Burda Museum
Richard Meier – Museum Frieder Burda, Baden-Baden, Germany, 2001-2004
Year
2004
Architect
Richard Meier
The new museum for twentieth- and twenty-first-century art has been designed to integrate into the lush landscape of the Lichtentaler Allee Park and, at the same time, to harmonize in scale with the classical profile of the adjacent Staatliche Kunsthalle in Baden-Baden. Great efforts were taken to preserve as many trees as possible on the site, so that the Museum Frieder Burda would be harmoniously incorporated into the nature surrounding it. The overall form and proportions of the new building correspond to the elevated plinth and entablature of the Neoclassical Kunsthalle, but each institution maintains its own tectonic identity.
Nestled amid the existing majestic trees of the Lichtentaler Park, the new three-story structure is accessed from a main portico facing east to the main footpath thru the park.
At the second floor a glazed bridge links the building to the plinth of the Kunsthalle.
This bridge has been delicately detailed so as to intrude as little as possible on the character of the existing museum. The Museum Frieder Burda is thought of as both an independent museum as well as a fraternal adjunct to the Kunsthalle. Therefore, the resulting building connection, a glass bridge, is like an umbilical cord that can be opened or closed. A lower level exterior courtyard embraces the building on its south elevation, dramatically enhancing the museum’s connection to the surrounding landscape of the serene Lichtentaler Allee.
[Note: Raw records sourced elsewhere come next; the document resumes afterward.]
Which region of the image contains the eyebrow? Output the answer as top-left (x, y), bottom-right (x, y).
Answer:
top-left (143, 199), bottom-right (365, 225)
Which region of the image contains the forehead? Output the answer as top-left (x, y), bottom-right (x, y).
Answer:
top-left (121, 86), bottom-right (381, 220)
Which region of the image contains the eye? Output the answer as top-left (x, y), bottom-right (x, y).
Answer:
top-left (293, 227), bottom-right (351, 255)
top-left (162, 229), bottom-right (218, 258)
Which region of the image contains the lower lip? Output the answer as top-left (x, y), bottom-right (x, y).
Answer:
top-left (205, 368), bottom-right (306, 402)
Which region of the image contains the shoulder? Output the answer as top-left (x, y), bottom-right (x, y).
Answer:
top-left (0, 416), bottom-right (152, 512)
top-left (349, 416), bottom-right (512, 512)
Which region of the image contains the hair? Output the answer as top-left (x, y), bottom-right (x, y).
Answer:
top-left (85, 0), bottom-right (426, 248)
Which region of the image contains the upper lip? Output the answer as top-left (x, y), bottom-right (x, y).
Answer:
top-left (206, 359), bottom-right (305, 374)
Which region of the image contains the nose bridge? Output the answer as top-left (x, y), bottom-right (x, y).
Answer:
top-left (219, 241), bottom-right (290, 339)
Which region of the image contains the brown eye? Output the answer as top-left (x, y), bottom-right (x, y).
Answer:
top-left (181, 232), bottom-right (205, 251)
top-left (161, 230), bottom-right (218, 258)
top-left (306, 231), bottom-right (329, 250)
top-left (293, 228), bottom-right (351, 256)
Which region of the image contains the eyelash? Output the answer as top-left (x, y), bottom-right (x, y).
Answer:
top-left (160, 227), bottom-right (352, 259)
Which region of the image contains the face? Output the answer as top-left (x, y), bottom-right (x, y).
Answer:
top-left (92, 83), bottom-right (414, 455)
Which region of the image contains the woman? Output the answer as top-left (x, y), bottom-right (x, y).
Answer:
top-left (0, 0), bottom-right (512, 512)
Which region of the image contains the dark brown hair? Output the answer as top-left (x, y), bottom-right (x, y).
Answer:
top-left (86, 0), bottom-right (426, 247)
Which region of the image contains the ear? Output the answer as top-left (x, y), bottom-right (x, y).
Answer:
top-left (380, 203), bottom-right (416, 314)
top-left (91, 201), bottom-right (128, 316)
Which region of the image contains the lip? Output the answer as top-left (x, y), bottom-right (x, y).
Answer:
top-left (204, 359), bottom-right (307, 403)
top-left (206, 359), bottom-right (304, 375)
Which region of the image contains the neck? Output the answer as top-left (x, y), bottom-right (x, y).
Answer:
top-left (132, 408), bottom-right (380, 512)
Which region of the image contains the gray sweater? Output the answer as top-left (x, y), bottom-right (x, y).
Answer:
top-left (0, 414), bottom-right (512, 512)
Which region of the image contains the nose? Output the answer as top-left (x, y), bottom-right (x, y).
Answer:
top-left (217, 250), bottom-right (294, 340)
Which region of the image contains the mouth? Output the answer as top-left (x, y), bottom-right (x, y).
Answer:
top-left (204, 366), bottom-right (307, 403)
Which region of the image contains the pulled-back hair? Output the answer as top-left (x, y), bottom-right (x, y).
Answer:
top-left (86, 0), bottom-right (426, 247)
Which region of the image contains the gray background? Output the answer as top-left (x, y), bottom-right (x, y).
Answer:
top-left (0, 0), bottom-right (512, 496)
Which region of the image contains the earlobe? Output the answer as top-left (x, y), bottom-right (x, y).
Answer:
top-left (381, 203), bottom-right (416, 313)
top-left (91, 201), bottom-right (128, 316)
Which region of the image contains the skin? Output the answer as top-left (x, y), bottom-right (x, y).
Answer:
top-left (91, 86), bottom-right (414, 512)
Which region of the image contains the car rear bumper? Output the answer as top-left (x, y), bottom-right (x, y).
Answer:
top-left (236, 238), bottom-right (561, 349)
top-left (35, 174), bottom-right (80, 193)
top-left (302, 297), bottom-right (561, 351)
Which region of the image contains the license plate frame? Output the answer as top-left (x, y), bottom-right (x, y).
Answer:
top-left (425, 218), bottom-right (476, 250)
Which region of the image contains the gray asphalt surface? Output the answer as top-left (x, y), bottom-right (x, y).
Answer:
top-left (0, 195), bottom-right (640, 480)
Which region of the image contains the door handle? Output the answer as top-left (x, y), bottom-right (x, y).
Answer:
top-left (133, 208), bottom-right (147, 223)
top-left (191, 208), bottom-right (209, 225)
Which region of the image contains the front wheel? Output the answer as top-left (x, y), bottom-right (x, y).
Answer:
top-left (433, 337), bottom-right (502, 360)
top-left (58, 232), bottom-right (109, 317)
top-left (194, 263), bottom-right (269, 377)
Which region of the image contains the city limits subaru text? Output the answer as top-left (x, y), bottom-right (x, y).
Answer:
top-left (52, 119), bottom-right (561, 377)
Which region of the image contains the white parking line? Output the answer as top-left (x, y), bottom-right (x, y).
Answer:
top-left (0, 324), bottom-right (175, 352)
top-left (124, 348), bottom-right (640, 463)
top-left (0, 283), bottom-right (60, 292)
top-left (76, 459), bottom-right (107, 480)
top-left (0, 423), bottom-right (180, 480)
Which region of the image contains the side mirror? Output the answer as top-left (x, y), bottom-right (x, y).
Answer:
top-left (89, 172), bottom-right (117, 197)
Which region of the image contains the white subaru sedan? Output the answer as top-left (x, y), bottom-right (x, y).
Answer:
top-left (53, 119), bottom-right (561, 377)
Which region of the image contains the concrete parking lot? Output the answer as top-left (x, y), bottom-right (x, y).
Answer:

Upon entry, visitors turn right through a dramatic entrance atrium, the lobby/reception area, to arrive at a spacious transverse four-story ramp hall set on axis with the bridge link to the Kunsthalle one floor above. Together with an adjacent elevator, this primary means of vertical circulation, the ramp, affords access to a second major gallery suspended above the ground-floor gallery and also to auxiliary exhibition spaces on both the lower ground floor and on the mezzanine level overlooking the entry. The grand ramp is historically a feature in a continuous circulation sequence. But I prefer to think of this ramp as an event in itself, more a picturesque and less a sequential element in the spatial whole. I hope that visitors will experience circulation through the building as a succession of minor shocks or jolts; movement through the building tends to be interrupted by stop effects and contra axes when the slope of the ramp ends at the entrance to the galleries
Light pours into the crisp white rectilinear galleries from glazed walls, which are faced with sunscreens. The main upper exhibition volume accessed by the ramp hall via a bridge, allows for views to the surrounding park and to the lower level.
The recessed floor plate of the upper gallery and the bounding walls of lower gallery also enable natural light to penetrate to the lower level. Controlled natural light exists in most of the exhibition spaces, reflecting distinct ideas of how space affects the viewing of art. Louvres on the south façade help control the amount of light that enters the gallery spaces throughout the day.
The changing weather of the day, the changing seasons of the year make the daylight in the museum illuminate the art in a manner that can never be achieved by artificial light. Light is the key material that pervades the interior spaces of the Museum as well. This enables the visitor to view the works of art during the day in natural light, like the conditions under which most of the artists created them. The Museum Frieder Burda will be as conceptually and physically radiant as hopefully, the experience of being there will be as well.